On Wednesday, Fabio Panetta, Member of the European Central Bank (ECB) Executive Board, presented the European Parliament’s ECON Committee with the ECB’s future approach towards a digital euro following a public consultation on the topic. “A digital euro can only be successful if it meets European citizens’ needs and expectations”, Panetta said during the hearing.
The consultation, which was conducted between October 2020 and January 2021, was designed to inform the ECB’s future approach on a digital euro, with the vast majority (94%) of the 8,200 responses coming from citizens. The majority of the contributions came from Germany (47%), Italy (15%) and France (11%). As such, while the consultation may provide some strong insights, it may also be argued that it is not representative of the entire EU population.
A high level of confidentiality was the top priority for 43% of the respondents, followed by security concerns (18%), cost factor (9 %) and the possibility of offline use independent of the internet (8%). Overall, the respondents supported specific requirements to avoid illegal activities, with less than one in ten responses supporting complete anonymity. More than two-thirds of respondents said it was important for intermediaries to offer innovative services that enable access to a digital euro and indicated that it should be integrated into existing banking and payment systems. About a quarter of respondents thought that a digital euro should make cross-border payments faster and cheaper.
While recognising the importance of protecting data privacy, Mr. Panetta admitted that payments made in a digital euro would involve “limits to anonymity” as they “would provide fertile ground for unlawful activities” such as money laundering or the financing of terrorism. Therefore, he argued, for electronic and large-value payments, intermediaries should be able to access detailed information. Digital payments could nonetheless respect different levels of data protection and allow smaller transactions without the sharing of payment data with third parties. Panetta also emphasised that the ECB, unlike private service providers, has no interest in collecting payment data for commercial reason.
Mr. Panetta also reiterated that the introduction of a such a central bank digital currency (CBDC) would not imply an end of cash, saying that “cash would remain available alongside a digital euro.” By making the clarification, the Italian is countering some critics’ fears that the central bank could abolish cash altogether, for example, to track payment processes seamlessly or prevent the circumvention of negative interest rates by holding cash.

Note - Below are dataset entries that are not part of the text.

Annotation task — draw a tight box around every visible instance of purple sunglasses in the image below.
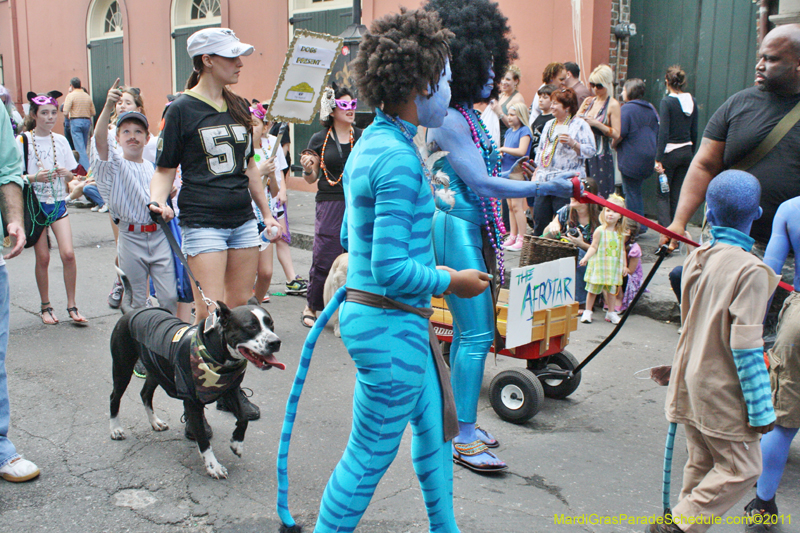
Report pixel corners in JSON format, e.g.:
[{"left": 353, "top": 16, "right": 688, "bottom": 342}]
[
  {"left": 31, "top": 95, "right": 58, "bottom": 107},
  {"left": 336, "top": 98, "right": 358, "bottom": 111}
]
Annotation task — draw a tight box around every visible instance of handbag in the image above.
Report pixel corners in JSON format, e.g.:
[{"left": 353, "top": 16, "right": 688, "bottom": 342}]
[{"left": 3, "top": 133, "right": 47, "bottom": 248}]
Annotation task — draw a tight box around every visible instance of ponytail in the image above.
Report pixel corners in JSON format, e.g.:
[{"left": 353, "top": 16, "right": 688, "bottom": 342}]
[{"left": 186, "top": 55, "right": 253, "bottom": 131}]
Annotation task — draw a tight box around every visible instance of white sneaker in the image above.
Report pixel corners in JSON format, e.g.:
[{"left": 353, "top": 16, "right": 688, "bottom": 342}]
[{"left": 0, "top": 457, "right": 39, "bottom": 483}]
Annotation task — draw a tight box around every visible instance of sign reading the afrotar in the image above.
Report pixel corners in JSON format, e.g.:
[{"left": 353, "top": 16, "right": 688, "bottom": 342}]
[
  {"left": 267, "top": 30, "right": 342, "bottom": 124},
  {"left": 506, "top": 257, "right": 575, "bottom": 348}
]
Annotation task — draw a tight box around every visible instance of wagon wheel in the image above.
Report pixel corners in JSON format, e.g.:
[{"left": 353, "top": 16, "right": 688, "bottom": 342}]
[
  {"left": 528, "top": 350, "right": 581, "bottom": 399},
  {"left": 489, "top": 368, "right": 544, "bottom": 424}
]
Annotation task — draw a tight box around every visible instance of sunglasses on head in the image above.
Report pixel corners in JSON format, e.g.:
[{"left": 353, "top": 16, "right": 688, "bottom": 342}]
[{"left": 336, "top": 98, "right": 358, "bottom": 111}]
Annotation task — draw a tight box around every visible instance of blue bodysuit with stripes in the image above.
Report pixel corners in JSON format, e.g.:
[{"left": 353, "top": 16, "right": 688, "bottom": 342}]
[{"left": 314, "top": 110, "right": 458, "bottom": 533}]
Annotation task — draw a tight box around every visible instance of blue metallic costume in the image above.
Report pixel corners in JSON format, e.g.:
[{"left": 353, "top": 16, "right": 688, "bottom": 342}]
[{"left": 428, "top": 108, "right": 576, "bottom": 464}]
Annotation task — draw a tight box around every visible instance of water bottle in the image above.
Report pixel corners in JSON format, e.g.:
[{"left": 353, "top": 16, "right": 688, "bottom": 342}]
[{"left": 658, "top": 174, "right": 669, "bottom": 194}]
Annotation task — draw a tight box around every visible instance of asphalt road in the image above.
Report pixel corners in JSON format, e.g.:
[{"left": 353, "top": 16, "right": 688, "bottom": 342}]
[{"left": 0, "top": 210, "right": 800, "bottom": 533}]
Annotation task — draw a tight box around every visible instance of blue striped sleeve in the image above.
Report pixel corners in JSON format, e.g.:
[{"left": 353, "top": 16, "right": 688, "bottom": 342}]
[{"left": 731, "top": 348, "right": 775, "bottom": 427}]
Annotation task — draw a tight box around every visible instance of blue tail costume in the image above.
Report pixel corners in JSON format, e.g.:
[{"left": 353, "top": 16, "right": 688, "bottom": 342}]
[{"left": 278, "top": 110, "right": 459, "bottom": 533}]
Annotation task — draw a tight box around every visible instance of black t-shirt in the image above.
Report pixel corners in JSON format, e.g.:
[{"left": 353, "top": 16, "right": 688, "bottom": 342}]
[
  {"left": 308, "top": 127, "right": 361, "bottom": 202},
  {"left": 531, "top": 113, "right": 553, "bottom": 153},
  {"left": 156, "top": 91, "right": 255, "bottom": 228},
  {"left": 703, "top": 87, "right": 800, "bottom": 243}
]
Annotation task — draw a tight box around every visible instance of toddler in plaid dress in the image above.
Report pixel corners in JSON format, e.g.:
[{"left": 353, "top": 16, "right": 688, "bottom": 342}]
[{"left": 580, "top": 194, "right": 626, "bottom": 324}]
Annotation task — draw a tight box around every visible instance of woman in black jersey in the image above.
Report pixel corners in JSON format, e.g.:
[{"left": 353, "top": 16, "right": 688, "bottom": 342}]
[
  {"left": 150, "top": 28, "right": 280, "bottom": 323},
  {"left": 300, "top": 87, "right": 361, "bottom": 328}
]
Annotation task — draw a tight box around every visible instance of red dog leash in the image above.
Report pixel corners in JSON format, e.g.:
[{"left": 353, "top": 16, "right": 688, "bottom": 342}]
[{"left": 572, "top": 178, "right": 794, "bottom": 292}]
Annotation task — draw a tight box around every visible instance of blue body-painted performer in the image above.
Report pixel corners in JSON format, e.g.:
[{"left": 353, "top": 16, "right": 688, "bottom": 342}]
[
  {"left": 278, "top": 10, "right": 489, "bottom": 533},
  {"left": 745, "top": 196, "right": 800, "bottom": 524},
  {"left": 425, "top": 0, "right": 575, "bottom": 472}
]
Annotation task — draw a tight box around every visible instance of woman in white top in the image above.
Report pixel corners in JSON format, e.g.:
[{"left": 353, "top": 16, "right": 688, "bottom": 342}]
[{"left": 18, "top": 91, "right": 88, "bottom": 325}]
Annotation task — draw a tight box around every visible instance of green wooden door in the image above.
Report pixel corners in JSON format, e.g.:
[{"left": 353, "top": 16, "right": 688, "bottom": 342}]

In a next step, the ECB’s Governing Council will decide in the coming months whether to launch a formal, 2-year, investigation phase on the feasibility of a CBDC, which according to Panetta, will focus, among other things, on possible design options and user requirements. Only at the end of this process will the Governing Council decide whether or not to progress the work towards the introduction of a digital euro. The ECB’s work is the result of a quickly moving dynamic in the growing global acceptance of privately-run digital currencies such as Bitcoin or the Diem project, which plans its introduction later this year. It also comes as a growing number of central banks around the world, such as Sweden or China, ponder the introduction of their own central bank digital currencies.